Ibrahim Boubacar Keïta à l'Elysée le 27 juillet 2016. (Elysee.fr)

Ibrahim Boubacar Keïta à l'Elysée le 27 juillet 2016. (Elysee.fr)

La campagne pour les élections municipales du 20 novembre au Mali a débuté vendredi dans une ambiance morose, sur fond d'incertitudes quant à la possibilité de tenir le scrutin dans tout le pays, en proie à une instabilité persistante.

Dans la capitale Bamako, aucune affiche n'était visible sur les principales artères, pour ce premier scrutin dans le pays depuis l'élection du président Ibrahim Boubacar Keïta en août 2013, ont constaté les correspondants de l'AFP.

Plus de 7,2 millions d'électeurs sont appelés aux urnes pour désigner les quelque 12.000 conseillers municipaux des 703 communes du pays.

"Nous sommes fatigués de la politique. Nous ne croyons plus aux hommes politiques. D'ailleurs, j'ai décidé de ne plus voter", a confié à l'AFP Adramane Dicjko, un habitant du quartier populaire de Magnambougou, résumant un sentiment répandu.

Ce scrutin - qui aurait dû avoir lieu en 2014, constamment repoussé en raison de l'instabilité - ne devrait pas se tenir dans les cinq régions administratives du Nord, où seront prochainement mises en place des autorités intérimaires, en vertu de l'accord de paix signé en mai-juin 2015.

Le chef la Mission de l'ONU au Mali (Minusma) Mahamat Saleh Annadif, a été reçu jeudi soir par le président Keïta, tandis que le Conseil de sécurité exhortait les signataires de l'accord à "prendre de toute urgence des mesures concrètes" pour son application.

"La question des autorités intérimaires est devenue pratiquement un passage obligé pour arriver aux autres phases de la mise en oeuvre de l'accord", a expliqué M. Annadif à l'issue de l'audience, citant l'organisation de patrouilles mixtes et le processus de désarmement, démobilisation et réinsertion (DDR) des combattants des groupes armés.

"Il y a les élections qui pointent à l'horizon le 20 novembre.
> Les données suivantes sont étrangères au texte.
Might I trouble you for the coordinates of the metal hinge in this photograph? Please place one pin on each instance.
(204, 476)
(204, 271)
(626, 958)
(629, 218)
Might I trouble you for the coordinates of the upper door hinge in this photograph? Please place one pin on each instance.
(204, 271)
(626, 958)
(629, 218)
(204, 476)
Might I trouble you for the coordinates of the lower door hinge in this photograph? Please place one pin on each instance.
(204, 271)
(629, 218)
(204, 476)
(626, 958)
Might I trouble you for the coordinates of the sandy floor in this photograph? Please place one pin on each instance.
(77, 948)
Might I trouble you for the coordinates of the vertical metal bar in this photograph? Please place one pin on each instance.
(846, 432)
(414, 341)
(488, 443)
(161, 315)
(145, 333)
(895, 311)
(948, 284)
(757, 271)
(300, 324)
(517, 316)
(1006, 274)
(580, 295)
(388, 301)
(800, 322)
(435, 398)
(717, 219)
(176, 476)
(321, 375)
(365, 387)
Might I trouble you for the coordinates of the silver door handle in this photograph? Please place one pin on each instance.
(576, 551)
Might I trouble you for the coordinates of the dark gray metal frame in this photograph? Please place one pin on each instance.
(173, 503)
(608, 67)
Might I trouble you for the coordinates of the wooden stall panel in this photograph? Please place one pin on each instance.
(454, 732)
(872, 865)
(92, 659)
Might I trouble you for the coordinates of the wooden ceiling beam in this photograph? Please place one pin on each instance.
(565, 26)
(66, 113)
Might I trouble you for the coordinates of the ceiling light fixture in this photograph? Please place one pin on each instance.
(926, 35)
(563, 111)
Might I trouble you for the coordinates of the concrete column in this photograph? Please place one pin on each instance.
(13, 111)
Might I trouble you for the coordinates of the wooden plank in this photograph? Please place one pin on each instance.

Nous aurions souhaité, tout simplement que concomitamment, on mette en place les autorités intérimaires là où elles doivent se mettre, et qu'on organise les élections dans de bonnes conditions", a-t-il ajouté.

Le nord du Mali était tombé en mars-avril 2012 sous la coupe de groupes jihadistes liés à Al-Qaïda. Ces groupes en ont été en grande partie chassés à la suite du lancement en 2013, à l'initiative de la France, d'une intervention militaire internationale, qui se poursuit actuellement.

Mais des zones entières échappent au contrôle des forces maliennes et étrangères, malgré la signature de l'accord de paix, censé isoler définitivement les jihadistes. Longtemps concentrées dans le Nord, les attaques jihadistes se sont étendues à partir de 2015 vers le centre, puis le sud du pays.